True speed, according to Mr Garmin and his friends in the sky, was exactly 160km/h, reflecting an acceptable speedometer error of 6.4 percent, but the test Ninja had only about 540km on its odometer at the time and a slightly more mature example, more sympathetically run in and with a lighter rider, would probably be able to improve on those numbers.
More importantly, however, the 300R ran dead steady at terminal velocity, with no tendency to wander and not the slightest twitchiness at the 'bars. In fact, although the bike turns in like a terrier after a rat, it didn't shake its head once throughout the test period - amazing in a lightweight motorcycle with a short-coupled 1405mm wheelbase and budget suspension, adjustable only for rear preload.

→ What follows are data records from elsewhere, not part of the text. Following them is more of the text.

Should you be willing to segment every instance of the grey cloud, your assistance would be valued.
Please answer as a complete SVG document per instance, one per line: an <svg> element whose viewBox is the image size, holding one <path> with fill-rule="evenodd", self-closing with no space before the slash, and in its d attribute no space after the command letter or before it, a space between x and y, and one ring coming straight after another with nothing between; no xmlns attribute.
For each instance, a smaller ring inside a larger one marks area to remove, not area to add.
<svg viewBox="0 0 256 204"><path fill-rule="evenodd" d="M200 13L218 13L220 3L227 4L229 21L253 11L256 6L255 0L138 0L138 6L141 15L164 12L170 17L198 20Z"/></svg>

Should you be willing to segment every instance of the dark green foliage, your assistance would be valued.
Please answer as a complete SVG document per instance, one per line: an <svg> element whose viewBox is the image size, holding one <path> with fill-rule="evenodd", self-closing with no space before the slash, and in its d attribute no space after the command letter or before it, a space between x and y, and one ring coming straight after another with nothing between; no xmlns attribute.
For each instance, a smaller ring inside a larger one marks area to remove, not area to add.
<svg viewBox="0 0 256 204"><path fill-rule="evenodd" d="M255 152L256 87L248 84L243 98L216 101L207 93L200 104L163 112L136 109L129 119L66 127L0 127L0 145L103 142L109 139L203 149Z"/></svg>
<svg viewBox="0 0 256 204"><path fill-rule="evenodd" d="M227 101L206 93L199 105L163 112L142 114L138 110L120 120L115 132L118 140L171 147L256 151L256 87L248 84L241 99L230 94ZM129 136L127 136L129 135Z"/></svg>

Its action can best be described as firm, which led to a choppy ride on our bumpy test section, albeit without any fading. The wide, flat seat is also very firm - not quite the proverbial plastic plank but not far short of it. The clip-on handlebars are raised about 60mm above the upper triple clamp and the 17-litre fuel tank is shorter than it looks, making the seating position both more upright and more compact than you'd expect, and emphasising this mini-sportster's dinky dimensions.
If the baby Ninja does have a weak point, it's the brakes; the single 290mm petal disc and twin-cylinder floating calliper on the front wheel are not quite up to the standard set by the bike's superb chassis and willing little engine. They're perfectly adequate around town but lack both bite and power when pushed hard; we also managed to induce a little fade after a sequence of frenetic runs through our ride and handling section.
Build quality, however, is excellent. The test bike was beautifully finished in several different shades of black, with a fully lined fairing and a minimum of visible fastening. Fit and finish were superb, except for one gaping seam right under the left handlebar - if the bike was mine I'd be in there the first weekend trying to fix it!
Behind the 'floating' screen there's a very smart instrument pod that includes a half-moon rev-counter in classic black with white markings and needle, and a liquid-crystal speedometer display panel with a fuel gauge, odometer, two trip meters and a clock. There's also a nod to the bunny-huggers, in the form of an eco-riding light, which only comes on at small throttle openings, below about 6000rpm. It wouldn't stay on at anything above 70km/h, even in ideal conditions which, on this bike, is purgatory.
However, experimentation with the bunny-lamp led us to discover the bike's sweetest cruising speed, at an indicated 110km/h with the rev-counter needle pointing straight up at 7500rpm - are Kawasaki trying to tell us something?
Maybe it's that the stroked twin is very fuel-efficient; even though we spent most of the test period wringing the Ninja 300's neck, it returned a very creditable 4.22 litres per 100km including performance testing, underlining its credentials as the thinking rider's hooligan tool.
The 300 Ninja is built in Thailand, which until June 1939 was known as Siam. According to Cyril, the fact that is has two cylinders makes it IOL Motoring's first Siamese twin.
Price: R59 995.
Bike from: Mike Hopkins Motorcycles, Cape Town.
Engine:296cc liquid-cooled four-stroke parallel twin.
Bore x stroke:62mm x 49mm.
Valvegear: DOHC with four overhead valves per cylinder.
Power:29kW at 11 000rpm.
Torque: 27Nm at 10 000rpm.
Induction: Digital electronic fuel-injection with two 32mm Keihin throttle
Ignition: Digital electronic.
Clutch: Cable-operated multiplate wet slipper clutch.
Transmission: Six-speed constant-mesh gearbox with final drive by chain.
Front Suspension:37mm conventional cartridge forks, non-adjustable.
Rear Suspension: Uni-Trak linkage with monoshock adjustable for preload.
Front brakes:290mm petal disc with twin-piston floating calliper.
Rear brake:220mm petal disc with twin-piston floating calliper.
Front tyre:110/70 - 17 tubeless.
Rear tyre:140/70 - 17 tubeless.
Fuel tank:17 litres.
Top speed(measured): 160km/h.
Fuel consumption(measured): 4.22 litres per 100km.